Кто жив душою, в ком силен инстинкт жизни, кто «пьян жизнью», — тому и в голову не может прийти задавать себе вопрос о смысле и ценности жизни, и тем более измерять эту ценность разностью между суммами жизненных радостей и горестей. В огне не могут водиться черви. В жарко и радостно пылающем огне живой жизни не могут жить вопросы, порождаемые разложением. А именно только чудовищное разложение жизненных инстинктов делает возможным, что человек стоит среди жизни и спрашивает: «для чего? какая цель? какой смысл?» — и не может услышать того, что говорит жизнь, и бросается прочь от нее, и только богом, только «тем миром» способен оправдать ее.

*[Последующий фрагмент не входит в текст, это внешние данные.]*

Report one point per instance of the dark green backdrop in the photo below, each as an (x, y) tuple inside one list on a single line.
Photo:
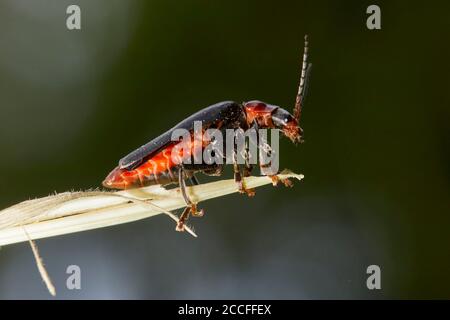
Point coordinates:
[(375, 160)]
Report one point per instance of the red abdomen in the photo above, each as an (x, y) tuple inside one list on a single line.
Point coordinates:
[(159, 169)]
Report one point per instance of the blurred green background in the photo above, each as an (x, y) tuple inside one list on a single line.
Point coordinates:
[(376, 157)]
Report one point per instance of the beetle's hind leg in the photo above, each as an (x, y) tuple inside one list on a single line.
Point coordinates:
[(267, 171), (239, 179), (191, 208)]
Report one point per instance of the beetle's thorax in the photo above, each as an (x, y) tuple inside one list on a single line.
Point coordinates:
[(260, 112)]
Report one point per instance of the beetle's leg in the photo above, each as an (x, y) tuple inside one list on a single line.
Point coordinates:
[(194, 180), (183, 217), (238, 177), (266, 167), (248, 167), (191, 208), (276, 179)]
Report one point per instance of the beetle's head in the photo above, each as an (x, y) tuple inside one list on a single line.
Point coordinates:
[(273, 117)]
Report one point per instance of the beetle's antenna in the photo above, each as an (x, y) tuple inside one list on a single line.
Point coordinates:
[(306, 68)]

«Если центр тяжести переносят не в жизнь, а в «тот мир», — говорит Ницше, — то у жизни вообще отнимают центр тяжести. Великая ложь о личном бессмертии разрушает всякий разум, всякую природу в инстинкте; все, что есть в инстинктах благодетельного, споспешествующего жизни, ручающегося за будущность, — возбуждает теперь недоверие. Жить так, что нет более смысла жить, — это становится теперь смыслом жизни!»
И Заратустра учит:
«Усталость, которая одним прыжком хочет достигнуть последнего, — одним смертельным прыжком, — бедная, невежественная усталость, которая уже больше не хочет хотеть: она создала всех богов и все потусторонние миры».
«Новой гордости научило меня мое «я», ей учу я людей: больше не прятать головы в песок небесных вещей, но свободно нести ее, эту земную голову, которая творит для земли смысл».

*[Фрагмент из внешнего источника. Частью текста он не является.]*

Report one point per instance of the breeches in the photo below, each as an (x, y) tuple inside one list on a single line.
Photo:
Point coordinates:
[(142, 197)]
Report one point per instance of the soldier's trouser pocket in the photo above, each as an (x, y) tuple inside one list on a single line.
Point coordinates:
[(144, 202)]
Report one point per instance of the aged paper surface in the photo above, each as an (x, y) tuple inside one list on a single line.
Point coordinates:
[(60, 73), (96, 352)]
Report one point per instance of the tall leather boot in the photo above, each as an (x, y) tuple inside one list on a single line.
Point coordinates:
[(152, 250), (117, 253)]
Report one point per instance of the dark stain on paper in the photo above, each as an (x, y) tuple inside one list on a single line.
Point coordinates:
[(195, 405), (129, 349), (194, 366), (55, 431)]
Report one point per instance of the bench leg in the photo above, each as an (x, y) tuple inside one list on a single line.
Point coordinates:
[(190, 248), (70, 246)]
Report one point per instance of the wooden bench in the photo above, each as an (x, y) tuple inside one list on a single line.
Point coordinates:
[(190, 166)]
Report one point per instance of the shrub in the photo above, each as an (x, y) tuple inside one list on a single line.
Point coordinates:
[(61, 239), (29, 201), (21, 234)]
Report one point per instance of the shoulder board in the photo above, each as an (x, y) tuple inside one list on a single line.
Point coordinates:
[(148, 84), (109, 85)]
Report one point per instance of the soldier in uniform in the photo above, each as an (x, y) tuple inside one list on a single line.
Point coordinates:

«Новой воле учу я людей: желать того пути, которым слепо шел человек, и назвать его хорошим, и больше не красться от него в сторону, подобно больным и умирающим!»
Этот путь, которым слепо шел человек, — тот же путь, которым идет все живущее, руководимое непогрешимо мудрым слепцом — инстинктом жизни; путь живой жизни, о которой говорит у Достоевского Версилов:
«Что такое живая жизнь, я не знаю. Знаю только, что это должно быть нечто ужасно простое, самое обыденное и в глаза бросающееся, ежедневное и ежеминутное, и до того простое, что мы никак не можем поверить, чтобы оно было так просто, и, естественно, проходим мимо вот уже многие тысячи лет, не замечая и не узнавая».

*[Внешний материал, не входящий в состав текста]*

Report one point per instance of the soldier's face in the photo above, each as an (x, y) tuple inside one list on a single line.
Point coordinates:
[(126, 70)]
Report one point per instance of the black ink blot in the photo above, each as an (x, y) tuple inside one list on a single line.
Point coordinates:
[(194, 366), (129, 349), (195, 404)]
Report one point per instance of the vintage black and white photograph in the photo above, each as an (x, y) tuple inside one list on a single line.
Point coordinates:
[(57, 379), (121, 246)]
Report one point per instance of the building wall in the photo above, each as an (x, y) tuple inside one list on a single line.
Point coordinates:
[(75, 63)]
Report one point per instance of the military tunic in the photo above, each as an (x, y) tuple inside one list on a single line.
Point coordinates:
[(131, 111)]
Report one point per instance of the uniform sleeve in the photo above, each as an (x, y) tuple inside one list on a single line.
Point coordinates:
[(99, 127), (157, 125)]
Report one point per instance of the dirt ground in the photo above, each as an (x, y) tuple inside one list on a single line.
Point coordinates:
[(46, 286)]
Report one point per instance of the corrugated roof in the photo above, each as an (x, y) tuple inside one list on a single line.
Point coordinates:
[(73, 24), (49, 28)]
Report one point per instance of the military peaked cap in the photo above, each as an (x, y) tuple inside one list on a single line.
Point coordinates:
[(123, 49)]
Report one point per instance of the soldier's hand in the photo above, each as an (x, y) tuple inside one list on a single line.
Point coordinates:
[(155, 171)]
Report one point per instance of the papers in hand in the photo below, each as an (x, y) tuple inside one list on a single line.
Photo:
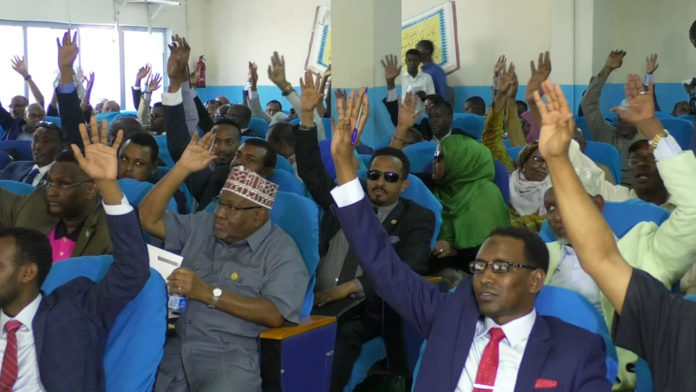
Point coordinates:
[(162, 261)]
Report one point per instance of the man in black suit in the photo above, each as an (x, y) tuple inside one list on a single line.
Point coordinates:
[(67, 330), (339, 280), (45, 146)]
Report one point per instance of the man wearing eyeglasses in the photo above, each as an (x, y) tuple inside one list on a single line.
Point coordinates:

Наши мысли о жизни, наши нахождения тайно и незаметно для нас определяются чем-то, лежащим вне нашего сознания. Сознательное «я» думает, ищет, обретает дорогу, победительно вступает на нее — и не подозревает, что его все время толкал именно в этом направлении его неучитываемый «Сам», великий разум его тела. Человек смотрит на мир, думает, что можно верить своим глазам…
О, легковерный! Зачем ты бегущие призраки ловишь?Нет, чего ищешь, нигде; отвернись, — и утратишь, что любишь.Все, что ты видишь, — не больше, как твой отразившийся образ:В нем ничего своего; с тобою он вместе приходит,Вместе с тобою уйдет…
(Овидий).Как же велико рабство человеческой души! Как связана она, как беспомощна в своих исканиях и нахождениях! Как призрачна ее кажущаяся свобода! Где и как, в таком случае, может человек найти истину жизни?
Больше, чем кто другой, Ницше испытал на самом себе всю обидную силу этого рабства. Полуживой-полумертвый, полуздоровый-полудекадент, он имел печальную возможность наблюдать в себе постоянную смену и постоянное колебание самых основных душевных настроений. Тот же у человека мозг, те же мыслительные способности сегодня, как вчера. Между тем, вчера он недоумевал, как можно ставить жизни вопросы об ее смысле и ценности; вселенная говорила ему. «жизнь и блеск!» Сегодня же она, сама в себе нисколько не изменившаяся, говорит ему: «погребение!» И напрасны попытки силою представления и воспоминания удержаться при вчерашнем жизнеотношении; то, что вчера было полно покоряющей душу убедительности, сегодня превратилось в мертвые слова, брезгливо отвергаемые душою. Рабство великое и позорное!
И жадно, настороженно вглядывается Ницше в темную глубину своей души и старается разглядеть того таинственного «Самого», который, как игрушками, капризно играет его мыслями и исканиями, и в ничто обращает трудную и мучительную работу ума. Вот он, этот «Сам», великий разум тела, неведомый, слепой повелитель, обративший наше «я» в своего раба.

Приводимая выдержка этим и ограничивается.